Wednesday, July 8, 2009

Life in the Trenches

Day 2

The group spent a long hard day digging a trench which will soon be replaced by a load bearing wall. A hot day of pick-axing, shoveling, and moving endless buckets of dirt and sand left us all pretty exhausted, but with a feeling of accomplishment.

Before we returning the Posada for much needed showers and a hot meal, we made our way to the great ocean whose name means peace. Unfortunately, the road leading to the beach runs parallel to the border, whose very presence denies the possibility of peace. We saw the a wall stretch for miles before cutting itself right into the Pacific Ocean.

On the Mexican side of the beach we saw families under umberellas, strolling the beach, and kids playing soccer. Not one person stood on the American side, only a border patrol SUV. We saw a young boy quickly sneak through the fence to retrieve the soccer ball that had been kicked to the other side.
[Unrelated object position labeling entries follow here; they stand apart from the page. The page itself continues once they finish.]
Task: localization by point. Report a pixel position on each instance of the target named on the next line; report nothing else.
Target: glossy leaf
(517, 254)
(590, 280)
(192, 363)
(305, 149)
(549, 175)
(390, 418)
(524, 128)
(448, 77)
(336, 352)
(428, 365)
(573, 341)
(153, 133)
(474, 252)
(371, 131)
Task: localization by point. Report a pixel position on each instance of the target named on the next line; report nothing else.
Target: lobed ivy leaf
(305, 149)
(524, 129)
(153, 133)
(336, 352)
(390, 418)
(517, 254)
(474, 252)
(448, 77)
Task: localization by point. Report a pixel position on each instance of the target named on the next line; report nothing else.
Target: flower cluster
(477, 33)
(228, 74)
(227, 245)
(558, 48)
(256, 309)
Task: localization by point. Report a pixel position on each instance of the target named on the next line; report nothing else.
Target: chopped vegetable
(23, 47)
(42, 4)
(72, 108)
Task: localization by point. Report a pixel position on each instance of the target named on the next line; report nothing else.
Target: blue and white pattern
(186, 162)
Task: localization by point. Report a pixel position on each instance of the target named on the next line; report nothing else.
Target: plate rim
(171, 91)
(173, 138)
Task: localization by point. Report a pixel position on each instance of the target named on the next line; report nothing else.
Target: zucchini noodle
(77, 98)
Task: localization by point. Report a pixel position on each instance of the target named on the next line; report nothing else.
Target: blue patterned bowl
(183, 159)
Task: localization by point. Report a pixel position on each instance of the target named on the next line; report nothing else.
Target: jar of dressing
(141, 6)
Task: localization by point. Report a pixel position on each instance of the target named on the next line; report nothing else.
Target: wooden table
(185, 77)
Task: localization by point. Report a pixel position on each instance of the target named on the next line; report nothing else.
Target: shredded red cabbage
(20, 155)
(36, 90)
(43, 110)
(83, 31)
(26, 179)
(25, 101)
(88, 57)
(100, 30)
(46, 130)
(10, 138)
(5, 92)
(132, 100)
Apparently, one wall is not good enough. We have two, and have heard that a third is on its way up. We saw an area of the wall where a park once stood. "Friendship Park" was a place where divided families could be together. After the park closed, they could at least see and talk to one another through the fence. Now, the second wall makes the gap from our two countries so far that a person on the other side is barely visible.

It is hard to have answers for an issue as complex as immigration. After seeing the border I am left with more questions than anwers. One of them being: Do we really want to be the country that puts up a wall?

Builder of Hope 2009

1 comment:

  1. I find it significant that people were enjoying the beach on the Mexican side, but not in the states. It's just symptomatic of our tendency to sometimes shy away from (and make secretive) issues that cause rifts in relationships. It's treated like a taboo.